O efeito estufa é talvez o impacto ambiental que mais assusta as pessoas. Fazem-se previsões catastróficas acerca do derretimento do gelo dos pólos e das montanhas e a conseqüente elevação do nível dos oceanos e inundações de centenas de cidades litorâneas.
Talvez o que mais assuste no efeito estufa , ou melhor, nas possíveis conseqüências de uma gradativa elevação das médias térmicas no planeta, é a tomada de consciência, pela primeira vez na história, da possibilidade de destruição do próprio homem. Os impactos ambientais são democratizados, ou seja, passam a atingir todos os homens, sem distinção de cunho econômico, social ou cultural: atingem indistintamente ricos e pobres, operários e patrões, brancos, negros e amarelos, desenvolvidos e subdesenvolvidos, capitalistas e socialistas, liberais e conservadores. Não há mais refúgio seguro.
Todos os homens finalmente passam a Ter plena consciência do óbvio: a Terra é finita e a tecnologia não pode resolver todos os seus problemas. A atmosfera da Terra é constituída de gases que permitem a passagem da radiação solar, e absorvem grande parte do calor (a radiação infravermelha térmica), emitido pela superfície aquecida da Terra. Esta propriedade é conhecida como efeito estufa. Graças a ela, a temperatura média da superfície do planeta mantém-se em cerca de 15ºC. Sem o efeito estufa, a temperatura média da Terra seria de 18ºC abaixo de zero, ou seja, ele é responsável por um aumento de 33ºC.
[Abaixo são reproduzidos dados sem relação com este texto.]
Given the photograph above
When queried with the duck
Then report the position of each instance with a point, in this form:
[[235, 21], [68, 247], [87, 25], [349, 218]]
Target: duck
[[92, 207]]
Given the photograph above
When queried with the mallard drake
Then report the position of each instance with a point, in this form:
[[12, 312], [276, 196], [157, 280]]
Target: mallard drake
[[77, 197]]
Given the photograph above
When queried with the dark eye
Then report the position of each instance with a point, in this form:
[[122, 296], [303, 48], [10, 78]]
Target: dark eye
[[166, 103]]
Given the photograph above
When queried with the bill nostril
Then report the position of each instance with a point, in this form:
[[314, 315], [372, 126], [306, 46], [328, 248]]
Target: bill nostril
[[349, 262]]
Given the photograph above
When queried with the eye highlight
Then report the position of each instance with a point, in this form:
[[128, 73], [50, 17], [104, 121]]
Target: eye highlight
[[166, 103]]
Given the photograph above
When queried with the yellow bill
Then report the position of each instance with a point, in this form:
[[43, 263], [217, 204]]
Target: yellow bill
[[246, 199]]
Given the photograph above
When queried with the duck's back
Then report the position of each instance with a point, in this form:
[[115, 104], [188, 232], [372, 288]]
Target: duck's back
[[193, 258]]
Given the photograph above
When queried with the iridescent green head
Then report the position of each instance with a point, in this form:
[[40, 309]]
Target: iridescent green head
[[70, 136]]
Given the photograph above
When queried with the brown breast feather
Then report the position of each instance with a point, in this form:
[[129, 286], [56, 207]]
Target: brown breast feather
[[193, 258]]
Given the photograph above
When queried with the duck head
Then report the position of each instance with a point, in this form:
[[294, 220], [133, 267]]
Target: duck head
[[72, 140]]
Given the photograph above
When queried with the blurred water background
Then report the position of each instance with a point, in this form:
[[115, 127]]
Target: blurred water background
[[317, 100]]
Portanto, é benefício ao planeta, pois cria condições para a existência de vida. Quando se alerta para riscos relacionados com o efeito estufa, o que está em foco é a sua possível intensificação, causada pela ação do homem, e a conseqüência dessa intensificação para o clima da Terra. A hipótese da intensificação do fenômeno é muito simples, do ponto de vista da física: quanto maior for a concentração de gases, maior será o aprisionamento do calor, e consequentemente mais alta a temperatura média do globo terrestre. A maioria dos cientistas envolvidos em pesquisas climáticas, está convencida de que a intensificação do fenômeno em decorrência das ações e atividades humanas, provocará esse aquecimento.
Uma minoria discorda disso e indaga em que medida esse aquecimento, caso esteja ocorrendo, se deve ao efeito estufa, intensificado pela ação do homem. Sem dúvida, que as descargas de gases na atmosfera por parte das indústrias e das frotas de veículos, contribuem para aumentar o problema, e naturalmente ainda continuarão a ser objeto de muita discussão entre os cientistas e a sociedade. Esse fenômeno é chamado de efeito estufa porque, nos países temperados, é comum a utilização de estufas durante o inverno para abrigar determinadas plantas. A estufa feita de vidro ou plástico transparente tem a capacidade de reter calor, mantendo a temperatura interna mais elevada que a temperatura ambiente. Isso ocorre porque a luz emitida pelo sol, tanto no espectro visível quanto no ultravioleta (raios de ondas curtas), consegue atravessar o vidro ou o plástico.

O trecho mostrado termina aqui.